Depuis leur entrée au PE, les députés FN/RN se sont distingués par un degré d’activité modeste, qui a plusieurs explications. Il y a d’abord le « cordon sanitaire », imposé par les autres groupes, qui les prive de responsabilités. Il y a, ensuite, le faible degré de compétences et d’intérêt de nombreux élus du parti pour les questions européennes. Il y a enfin le tropisme très national de la plupart de députés du FN/RN, qui ne se servent de leur mandat au PE que comme d’un moyen pour déployer des activités politiques à l’échelle nationale et locale. De fait, la plupart d’entre eux voient le PE comme le pourvoyeur d’une indemnité confortable, de moyens de travail substantiels, d’une tribune médiatique et d’une immunité parlementaire utile.
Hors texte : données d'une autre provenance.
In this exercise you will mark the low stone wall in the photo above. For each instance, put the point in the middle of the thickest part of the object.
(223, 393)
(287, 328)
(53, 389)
Avec la croissance des ressources allouées aux députés européens dans les années 2000 et les difficultés financières du RN, le PE est apparu comme un bailleur de main d’œuvre gratuite. Certes, l’emploi de collaborateurs parlementaires à des tâches non spécifiquement liées au mandat n’est pas nouveau ; les députés, européens ou nationaux, ont toujours tiré profit d’un certain flou juridique et de l’incapacité des institutions à contrôler la nature précise des activités des assistants. C’est particulièrement le cas lorsque les parlementaires exercent des fonctions importantes au sein de leur parti. Mais les juges reprochent au FN/RN d’avoir créé depuis 2004 un système consistant à faire salarier massivement par le PE des agents et cadres du parti, ou des assistants personnels de ses responsables. Il est notamment question d’une réunion, organisée le 4 juin 2014, à l’issue des élections européennes, au cours de laquelle Marine Le Pen aurait demandé aux députés de son parti de n’embaucher qu’un seul assistant parlementaire et de mettre à disposition du RN le reste de leur enveloppe. Si les faits sont avérés, il y aurait bien eu un mécanisme de détournement systématique des fonds européens.
Les précédents
Les responsables du RN ne sont pas les seuls à avoir eu pareille idée. Au début de l’année, les responsables et certains députés européens du MoDem ont ainsi été mis en cause pour avoir employé des assistants parlementaires européens à des tâches sans lien avec les activités du PE. D’autres députés européens ont été aussi mis en cause. En août 2024, un parlementaire lituanien a été accusé d’avoir rémunéré, pour plus de 500.000 euros (salaires de 2014 à 2019 et indemnités chômage en 2019 et 2020), un assistant parlementaire qui ne remplissait pas ses fonctions. Plus tôt en 2024, c’est une députée italienne qui a été poursuivie pour les mêmes motifs : ses 4 assistants ont été accusés de n’avoir pas rempli les tâches pour lesquelles ils étaient rémunérés, pour un préjudice total de 170.000 euros. Ces deux affaires ont été instruites par le Parquet européen, une institution créée en octobre 2017 par 24 des 27 États membres pour lutter contre les fraudes au budget de l’Union. Des procureurs européens délégués exercent les attributions des procureurs nationaux au sein des Etats membres. Le Parquet européen n’est toutefois pas impliqué dans l’affaire du FN/RN, qui est antérieure à sa création, la justice française ayant reçu un signalement anonyme dès le 9 mars 2015. A cette époque, aucune institution européenne (OLAF, Eurojust, Europol, Médiateur…) n’avait la capacité d’agir. Le PE s’est toutefois porté partie civile dans le procès actuel.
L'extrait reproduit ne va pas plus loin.